April 13, 2022

AI models are great but they suck without data

Caroline Zaborowski

Many data scientists and AI engineers are like cats. They are easily distracted by shiny new ideas but get bored quickly. As a result, they will often spend a huge amount of time and energy finding and experimenting with new approaches for creating AI models. That is no bad thing, but it starts to become problematic if they lose sight of the importance of data exploration and fidelity. So, how can you make sure your AI team is focusing on the things that actually matter? First, you need to understand something about how a new AI model is created.

A simple guide to building an AI solution

Despite its ubiquity, AI is not widely understood, even among the technical community. Most people know that AI involves taking some data, passing it through some AI black box, and getting some sort of prediction out. That may be asking the black box to identify cats in photos. Or it may be parsing your instruction “Hey Google, turn on the lights.” But how do you actually create that black box and train it to behave as required? The answer (usually) is machine learning. And for that you need data.

A simplified AI pipeline

Data discovery

The first step is to find all relevant data and convert it into a usable format. This is known as data discovery and often includes importing legacy data into the cloud. 

Data exploration 

Next, you need to analyze the data, come up with a hypothesis and explore which aspects of the data matter.
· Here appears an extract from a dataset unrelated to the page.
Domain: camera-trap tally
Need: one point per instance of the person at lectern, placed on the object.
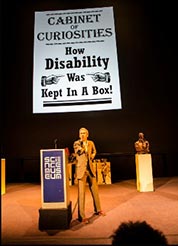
(142, 146)
(85, 152)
These aspects (or features) may require feature engineering. 

Model selection

Once you have a solid dataset you are ready to choose a model. There are thousands of AI models available nowadays, each optimized to solve a different problem. 

Model training and validation

Now you need to train the model to recognize certain features and react in some way. Once trained, the model must be validated. Often, these two steps need to be repeated.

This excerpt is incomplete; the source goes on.